The disease-free men were used as a control group. Health workers told syphilitic fathers, grandfathers, sons, brothers and uncles only that they had ‘bad blood’.
The Tuskegee Experiment was a 40-year study which tracked the progression of untreated syphilis in African-American men. The men seen in this 1950’s photo were included in the syphilis study
None of the men were asked to consent to take part in a medical study. They also weren’t told that ‘bad blood’ actually was a euphemism for syphilis.
Instead, doctors purposely hid the study’s purpose from the men, subjecting them during the study’s early months to painful spinal taps and blood tests.
Medical workers periodically provided men with pills and tonic that made them believe they were being treated, but they weren’t.

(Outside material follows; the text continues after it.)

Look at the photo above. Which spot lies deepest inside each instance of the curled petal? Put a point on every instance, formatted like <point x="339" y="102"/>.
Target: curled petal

And doctors never provided them with penicillin after it became the standard treatment for syphilis in the mid-1940s.
The government published occasional reports on the study, including findings which showed the men with syphilis were dying at a faster rate than the uninfected.
But it’s doubtful any of the men – or their wives, girlfriends or other sexual partners – had any idea what had happened until an Associated Press story was published nationwide on July 26, 1972.
The study ended and the men sued, resulting in a $9million settlement.
It’s unclear why the restaurant would name a cocktail after this horrific experiment.
A DailyMail.com request for comment was not immediately returned.